Background: Weeding Your Garden
The presence of weeds has been a problem for gardeners and farmers since humans began domesticating plants around 10,000 years ago. Weeds -- unwanted plants -- pose trouble in a variety of ways; namely, they compete with crops and other intentionally planted plants for nutrients, water, and space, and can be a hassle during the harvesting process. Many approaches have been taken to prevent weeds from establishing in the first place and to limit their numbers when they have taken hold. These methods vary in their effectiveness, scaling, and environmental impact, so they are often used in tandem with other methods. In this lesson, the student will explore some of these strategies while gaining additional insight into hand-weeding a garden.
Students will be able to...
Identify weeds to hand weed their garden (thereby maximizing their crops’ productivity)
Understand different methods for weeding, and the pros and cons of each
herbicide /ˈ(h)ərbəˌsīd/ noun. - a substance used with the intention of killing a targeted plant or group of plants
till /til/ verb. - the act of preparing land for agricultural use through mechanical manipulation
weed /wēd/ noun. - any unwanted plant that is growing in the same space or nearby vicinity as an intentionally grown plant
1. Watch the following YouTube video to see a demonstration of how to weed a garden. Then, follow along with the remainder of the lesson by reading the steps below.
2. Before beginning weeding, it will be important to consider the pros and cons of several weeding strategies employed by gardeners and farmers all over the world. Consider the amount space you have and the spacing between any currently growing crops, the time of season, and what tools are available for your use.

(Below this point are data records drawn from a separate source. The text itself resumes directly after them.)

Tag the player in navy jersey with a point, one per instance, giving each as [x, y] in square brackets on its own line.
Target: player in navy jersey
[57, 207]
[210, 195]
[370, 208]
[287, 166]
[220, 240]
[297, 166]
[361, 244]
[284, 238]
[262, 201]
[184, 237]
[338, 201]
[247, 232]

Applying tillage (hoe, cultivator, shovel, etc.)
Smothering with covers
Using native species
3. To hand weed a garden space, you must identify unwanted plants in the area. There are a few scenarios to consider here: 1) if you have a cover crop, 2) if you have other crops growing, and 3) if you have nothing growing other than weeds. If there are plants other than weeds, then a great deal of care must be taken to avoid pulling crops from the ground. Ideally, and under any of these circumstances, you should have a good understanding of what your “wanted” plants look like or will look like. Take ample time to look at pictures of seedlings of different types of crops you decide to plant. Finally, it will be important to identify weeds before they have gone to seed in order to save you time from weeding in the future.
4. Kneeling by the identified plant, gently brush aside any material sitting at the base of the plant, and grab the weed by the stem where it meets the ground. Yank the plant from the ground, turning and twisting slowly if need be. Keep a tight grip when pulling -- the goal is to remove all of the plant’s roots from the soil to prevent any existing shoots from regrowing. If the plant breaks before removing completely, tug at any remaining parts. Use a trowel, if necessary, to take the entire plant out of the ground.
5. Dispose of the weeds in a compost bin if they haven’t gone to seed; if they have gone to seed, you may just throw them away as working them into your compost may spike your weed pressure, if applied.
6. Repeat for all of the weeds in your garden!